From Comic-Con 2007, Dan Connors and Dave Grossman spill the beans about the new season of Sam and Max.
Hot on the heels of the announcement of the second season of the episodic adventure series Sam and Max, I sat down with Dan Connors, the CEO and founder of Telltale Games, and Dave Grossman, the series' design director.
Season Two of Sam and Max was just officially confirmed. Is there anything that you learned from the first season that is going to make you approach the second season differently?
DAVE: We learned a lot of small things in the first season. I mean, there's lots of little production issues, we got into trouble trying to bite off pieces that were too big and we didn't approach in the right way. So we're being smarter about that. Spending a little more time planning. But the model worked pretty well. Eventually we made all of our dates. It's not like we needed to make a lot of big changes or anything.
The biggest thing is we allotted more time up front to design the season as a whole. We really didn't have that much time last time. We sort of started a little late and had to sort of get right on the first thing and get all the assets built and just get the first episode out on time. Now it's sort of - we have Sam and Max, for one thing, so yeah. We spent a lot of time thinking out how the season is going to hold up. How we are going to keep the side characters interesting. We worked out a lot of that before we even sat down and wrote out the details.
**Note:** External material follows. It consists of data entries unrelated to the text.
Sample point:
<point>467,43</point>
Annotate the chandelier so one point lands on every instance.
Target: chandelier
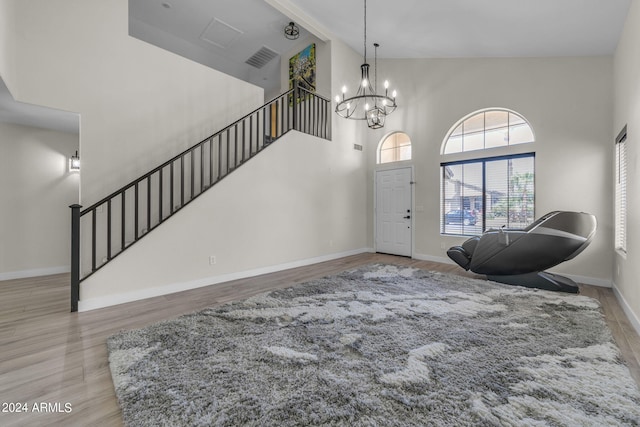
<point>366,104</point>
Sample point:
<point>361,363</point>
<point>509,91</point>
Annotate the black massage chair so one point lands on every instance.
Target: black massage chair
<point>518,256</point>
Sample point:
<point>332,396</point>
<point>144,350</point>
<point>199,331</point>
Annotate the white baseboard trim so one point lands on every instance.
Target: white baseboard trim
<point>34,273</point>
<point>108,301</point>
<point>633,317</point>
<point>442,260</point>
<point>594,281</point>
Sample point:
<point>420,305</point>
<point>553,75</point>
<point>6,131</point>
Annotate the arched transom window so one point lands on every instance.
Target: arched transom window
<point>484,188</point>
<point>488,129</point>
<point>395,148</point>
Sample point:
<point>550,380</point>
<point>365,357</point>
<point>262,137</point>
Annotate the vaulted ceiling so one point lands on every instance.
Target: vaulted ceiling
<point>224,34</point>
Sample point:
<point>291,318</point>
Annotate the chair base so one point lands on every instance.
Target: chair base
<point>540,279</point>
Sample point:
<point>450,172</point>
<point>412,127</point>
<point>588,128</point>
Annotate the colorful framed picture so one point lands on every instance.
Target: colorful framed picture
<point>302,67</point>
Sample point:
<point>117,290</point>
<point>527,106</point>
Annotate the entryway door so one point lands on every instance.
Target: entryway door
<point>393,211</point>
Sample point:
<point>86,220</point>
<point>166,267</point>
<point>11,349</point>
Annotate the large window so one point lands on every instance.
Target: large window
<point>395,148</point>
<point>488,129</point>
<point>621,192</point>
<point>487,193</point>
<point>481,192</point>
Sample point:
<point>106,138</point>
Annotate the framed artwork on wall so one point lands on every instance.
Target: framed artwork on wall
<point>302,67</point>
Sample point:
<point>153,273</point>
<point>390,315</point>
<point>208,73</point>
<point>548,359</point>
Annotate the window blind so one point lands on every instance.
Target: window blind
<point>480,194</point>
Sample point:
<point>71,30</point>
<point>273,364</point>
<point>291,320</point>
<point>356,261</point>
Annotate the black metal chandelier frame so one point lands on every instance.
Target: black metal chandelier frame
<point>367,104</point>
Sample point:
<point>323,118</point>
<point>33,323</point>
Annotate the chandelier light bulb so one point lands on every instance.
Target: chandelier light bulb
<point>376,105</point>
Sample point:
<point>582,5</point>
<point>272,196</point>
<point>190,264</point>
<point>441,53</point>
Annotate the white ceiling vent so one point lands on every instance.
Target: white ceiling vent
<point>261,57</point>
<point>220,33</point>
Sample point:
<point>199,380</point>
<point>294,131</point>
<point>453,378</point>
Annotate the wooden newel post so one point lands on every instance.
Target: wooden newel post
<point>294,104</point>
<point>75,256</point>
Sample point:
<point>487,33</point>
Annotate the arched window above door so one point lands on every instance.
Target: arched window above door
<point>395,147</point>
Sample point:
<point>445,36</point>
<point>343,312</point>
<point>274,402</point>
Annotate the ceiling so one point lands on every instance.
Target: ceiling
<point>223,34</point>
<point>474,28</point>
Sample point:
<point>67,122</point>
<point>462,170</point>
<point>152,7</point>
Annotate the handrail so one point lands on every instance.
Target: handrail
<point>151,199</point>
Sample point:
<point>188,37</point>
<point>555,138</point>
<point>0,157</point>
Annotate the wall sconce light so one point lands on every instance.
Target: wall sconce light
<point>74,163</point>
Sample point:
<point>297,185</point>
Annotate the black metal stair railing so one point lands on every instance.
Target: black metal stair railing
<point>107,228</point>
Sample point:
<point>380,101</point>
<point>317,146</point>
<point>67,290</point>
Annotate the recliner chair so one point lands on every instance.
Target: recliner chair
<point>518,256</point>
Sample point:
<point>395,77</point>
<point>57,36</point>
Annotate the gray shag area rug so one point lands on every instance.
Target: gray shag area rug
<point>380,345</point>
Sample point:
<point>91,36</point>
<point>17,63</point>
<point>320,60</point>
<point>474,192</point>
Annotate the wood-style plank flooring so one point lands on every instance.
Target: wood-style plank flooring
<point>53,357</point>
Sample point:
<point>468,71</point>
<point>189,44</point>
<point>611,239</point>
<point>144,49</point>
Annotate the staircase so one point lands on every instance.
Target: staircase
<point>107,228</point>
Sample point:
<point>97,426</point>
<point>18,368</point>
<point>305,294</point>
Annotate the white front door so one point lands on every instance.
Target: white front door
<point>393,211</point>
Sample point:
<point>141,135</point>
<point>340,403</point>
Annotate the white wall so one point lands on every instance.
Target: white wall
<point>627,111</point>
<point>37,189</point>
<point>139,104</point>
<point>568,102</point>
<point>299,201</point>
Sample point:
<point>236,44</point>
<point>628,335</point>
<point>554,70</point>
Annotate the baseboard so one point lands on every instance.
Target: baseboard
<point>442,260</point>
<point>34,273</point>
<point>633,317</point>
<point>96,303</point>
<point>594,281</point>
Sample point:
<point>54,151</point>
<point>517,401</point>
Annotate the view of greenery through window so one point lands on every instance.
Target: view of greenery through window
<point>483,193</point>
<point>489,193</point>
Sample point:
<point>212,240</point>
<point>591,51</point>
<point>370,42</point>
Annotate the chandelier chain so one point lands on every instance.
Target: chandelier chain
<point>365,31</point>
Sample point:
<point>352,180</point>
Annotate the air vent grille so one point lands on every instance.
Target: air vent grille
<point>261,57</point>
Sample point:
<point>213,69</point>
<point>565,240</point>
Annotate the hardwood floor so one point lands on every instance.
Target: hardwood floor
<point>53,357</point>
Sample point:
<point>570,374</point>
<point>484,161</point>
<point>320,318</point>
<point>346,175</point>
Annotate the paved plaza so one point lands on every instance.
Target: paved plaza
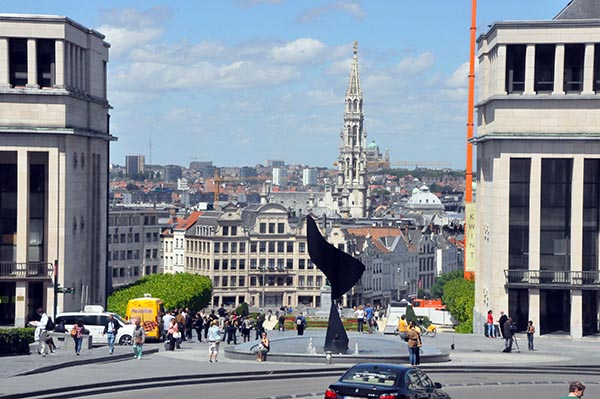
<point>18,372</point>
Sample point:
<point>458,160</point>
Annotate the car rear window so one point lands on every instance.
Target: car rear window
<point>371,377</point>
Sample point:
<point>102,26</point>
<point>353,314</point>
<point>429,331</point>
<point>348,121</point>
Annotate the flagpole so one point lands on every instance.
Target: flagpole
<point>470,125</point>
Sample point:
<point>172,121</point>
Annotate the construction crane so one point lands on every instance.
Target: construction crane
<point>220,179</point>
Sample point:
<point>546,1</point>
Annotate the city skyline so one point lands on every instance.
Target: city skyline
<point>214,82</point>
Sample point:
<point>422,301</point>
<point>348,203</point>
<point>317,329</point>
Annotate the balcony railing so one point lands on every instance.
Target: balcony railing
<point>552,279</point>
<point>30,270</point>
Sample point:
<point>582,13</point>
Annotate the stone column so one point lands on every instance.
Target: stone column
<point>534,309</point>
<point>576,314</point>
<point>577,214</point>
<point>4,66</point>
<point>588,69</point>
<point>501,70</point>
<point>559,69</point>
<point>59,62</point>
<point>535,205</point>
<point>22,205</point>
<point>530,69</point>
<point>32,63</point>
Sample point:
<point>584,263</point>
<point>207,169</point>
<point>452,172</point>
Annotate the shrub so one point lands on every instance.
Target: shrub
<point>176,290</point>
<point>15,341</point>
<point>459,297</point>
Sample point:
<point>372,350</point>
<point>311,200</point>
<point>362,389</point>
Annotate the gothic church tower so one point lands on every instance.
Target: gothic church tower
<point>351,186</point>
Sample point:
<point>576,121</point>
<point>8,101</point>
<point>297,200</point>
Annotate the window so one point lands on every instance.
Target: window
<point>17,56</point>
<point>544,68</point>
<point>573,71</point>
<point>515,68</point>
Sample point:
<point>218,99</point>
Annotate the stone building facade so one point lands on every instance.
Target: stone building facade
<point>538,170</point>
<point>54,138</point>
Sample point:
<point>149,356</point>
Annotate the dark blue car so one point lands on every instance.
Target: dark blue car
<point>385,381</point>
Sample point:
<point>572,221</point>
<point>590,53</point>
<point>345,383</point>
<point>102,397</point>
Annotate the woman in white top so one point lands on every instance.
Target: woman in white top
<point>360,318</point>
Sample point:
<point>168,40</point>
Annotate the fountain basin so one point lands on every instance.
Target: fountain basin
<point>371,348</point>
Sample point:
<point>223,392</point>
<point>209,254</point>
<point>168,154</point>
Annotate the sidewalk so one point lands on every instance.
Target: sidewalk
<point>468,350</point>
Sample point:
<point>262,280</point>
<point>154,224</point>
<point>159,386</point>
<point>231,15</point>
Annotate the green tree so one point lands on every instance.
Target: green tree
<point>437,289</point>
<point>176,290</point>
<point>459,297</point>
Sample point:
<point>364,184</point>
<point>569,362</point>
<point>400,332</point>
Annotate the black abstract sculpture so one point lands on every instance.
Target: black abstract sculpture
<point>342,271</point>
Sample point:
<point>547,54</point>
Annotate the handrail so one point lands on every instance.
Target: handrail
<point>553,278</point>
<point>15,270</point>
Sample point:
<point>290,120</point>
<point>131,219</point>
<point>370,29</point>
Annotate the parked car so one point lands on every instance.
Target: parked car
<point>94,319</point>
<point>385,381</point>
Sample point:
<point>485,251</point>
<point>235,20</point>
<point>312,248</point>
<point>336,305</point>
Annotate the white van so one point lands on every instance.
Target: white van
<point>94,319</point>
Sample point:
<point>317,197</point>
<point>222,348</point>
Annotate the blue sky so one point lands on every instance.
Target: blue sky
<point>237,82</point>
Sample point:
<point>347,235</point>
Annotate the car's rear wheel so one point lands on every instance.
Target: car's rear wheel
<point>125,340</point>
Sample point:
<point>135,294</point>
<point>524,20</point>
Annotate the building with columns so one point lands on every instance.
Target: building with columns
<point>538,171</point>
<point>54,143</point>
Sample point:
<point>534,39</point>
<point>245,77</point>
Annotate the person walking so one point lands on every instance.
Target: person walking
<point>402,326</point>
<point>300,323</point>
<point>214,339</point>
<point>501,321</point>
<point>282,322</point>
<point>139,336</point>
<point>173,334</point>
<point>110,330</point>
<point>263,347</point>
<point>360,319</point>
<point>77,334</point>
<point>412,341</point>
<point>41,334</point>
<point>576,390</point>
<point>490,325</point>
<point>530,333</point>
<point>508,332</point>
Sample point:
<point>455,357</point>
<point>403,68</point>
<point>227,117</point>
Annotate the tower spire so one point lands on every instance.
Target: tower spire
<point>354,85</point>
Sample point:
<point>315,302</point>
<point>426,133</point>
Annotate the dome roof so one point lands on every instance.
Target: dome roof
<point>372,146</point>
<point>423,200</point>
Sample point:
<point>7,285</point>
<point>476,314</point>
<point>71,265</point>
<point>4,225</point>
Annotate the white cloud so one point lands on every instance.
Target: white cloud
<point>299,51</point>
<point>129,28</point>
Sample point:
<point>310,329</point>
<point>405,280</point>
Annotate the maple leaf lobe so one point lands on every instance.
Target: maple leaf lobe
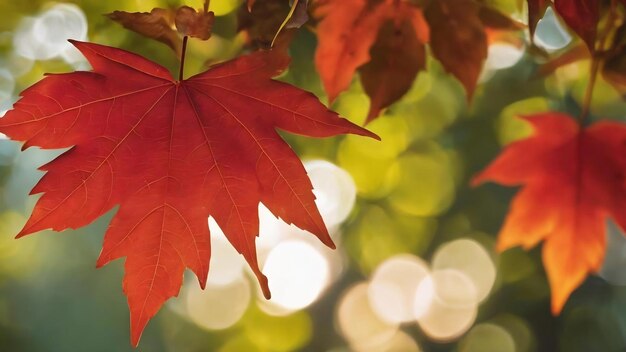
<point>170,154</point>
<point>571,180</point>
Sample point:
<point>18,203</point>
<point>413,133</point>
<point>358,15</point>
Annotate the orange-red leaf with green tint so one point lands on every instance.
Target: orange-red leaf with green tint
<point>572,180</point>
<point>170,153</point>
<point>157,24</point>
<point>396,58</point>
<point>350,29</point>
<point>458,39</point>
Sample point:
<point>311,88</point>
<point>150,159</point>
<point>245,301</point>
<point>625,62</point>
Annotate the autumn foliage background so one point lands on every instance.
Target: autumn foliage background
<point>414,212</point>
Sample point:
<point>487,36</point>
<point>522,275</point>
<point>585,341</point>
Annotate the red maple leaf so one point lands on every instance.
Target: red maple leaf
<point>170,153</point>
<point>572,180</point>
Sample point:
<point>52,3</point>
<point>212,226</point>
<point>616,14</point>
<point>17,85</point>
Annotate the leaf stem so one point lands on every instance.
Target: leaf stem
<point>595,67</point>
<point>596,61</point>
<point>182,59</point>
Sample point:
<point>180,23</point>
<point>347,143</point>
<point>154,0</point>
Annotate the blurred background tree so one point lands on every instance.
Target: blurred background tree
<point>415,268</point>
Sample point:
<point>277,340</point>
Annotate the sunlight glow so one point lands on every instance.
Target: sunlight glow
<point>45,36</point>
<point>393,287</point>
<point>470,258</point>
<point>452,311</point>
<point>217,307</point>
<point>297,274</point>
<point>358,323</point>
<point>226,264</point>
<point>334,189</point>
<point>550,34</point>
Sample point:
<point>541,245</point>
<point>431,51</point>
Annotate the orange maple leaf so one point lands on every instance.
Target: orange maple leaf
<point>573,180</point>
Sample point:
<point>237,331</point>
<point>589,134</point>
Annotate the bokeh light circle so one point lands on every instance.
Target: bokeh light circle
<point>297,274</point>
<point>470,258</point>
<point>393,287</point>
<point>357,321</point>
<point>218,306</point>
<point>334,190</point>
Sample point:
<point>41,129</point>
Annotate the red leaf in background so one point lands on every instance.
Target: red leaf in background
<point>349,29</point>
<point>170,154</point>
<point>582,17</point>
<point>458,39</point>
<point>572,180</point>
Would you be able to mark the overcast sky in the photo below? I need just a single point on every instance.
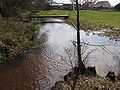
(112, 2)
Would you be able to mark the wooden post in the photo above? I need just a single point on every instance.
(80, 63)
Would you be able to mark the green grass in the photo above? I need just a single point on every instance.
(90, 19)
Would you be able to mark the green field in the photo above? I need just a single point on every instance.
(90, 19)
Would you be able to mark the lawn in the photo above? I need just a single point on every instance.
(90, 19)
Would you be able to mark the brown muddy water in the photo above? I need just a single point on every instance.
(42, 67)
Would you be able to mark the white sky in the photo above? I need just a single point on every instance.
(112, 2)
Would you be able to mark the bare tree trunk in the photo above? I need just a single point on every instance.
(80, 63)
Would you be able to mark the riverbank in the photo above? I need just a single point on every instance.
(15, 37)
(88, 83)
(107, 22)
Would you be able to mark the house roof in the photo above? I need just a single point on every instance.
(102, 4)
When you started out the first season, did you anything to go off of or were you sort of coming up with the story episode by episode?
DAVE: There was a rough plan, to put it that way. This episode is going to be about this, this episode about that. We sort of sketched out the six before getting started. And there was a sort of hierarchy. There was a lot about the hypnosis and everything. But this time we actually went through the effort to think about what the acts of each episode are going to be, which roles are the supporting cast going to play in each episode, that was all stuff we did episode by episode the first season.
How do you feel about this process as opposed to how your other episodic game, Bone, works?
DAVE: Bone is kind of a different animal. For one thing, the story is written. We're just retelling the epic saga. Of course, we don't always follow exactly the same pieces of it. There's some stuff the author sort of glosses over where we say, "ooh, that would make some really cool gameplay". We spent some time on that and it's sort of interesting to explore. But basically, the broad structure is already laid out for us so we don't have to sit down and plan it all out.
There are plusses and minuses to each process. I mean, we get a big head start by working with an existing story, but then you're kind of bound by it and it usually throws up a few road blocks. One I always bring up is the Great Cow Race. There's this great big race, and you're building up to it, but when you actually play the race you have to lose. The story dictates that you have to lose. So to find a way to make the game still fun when you clearly have to lose the race is a challenge.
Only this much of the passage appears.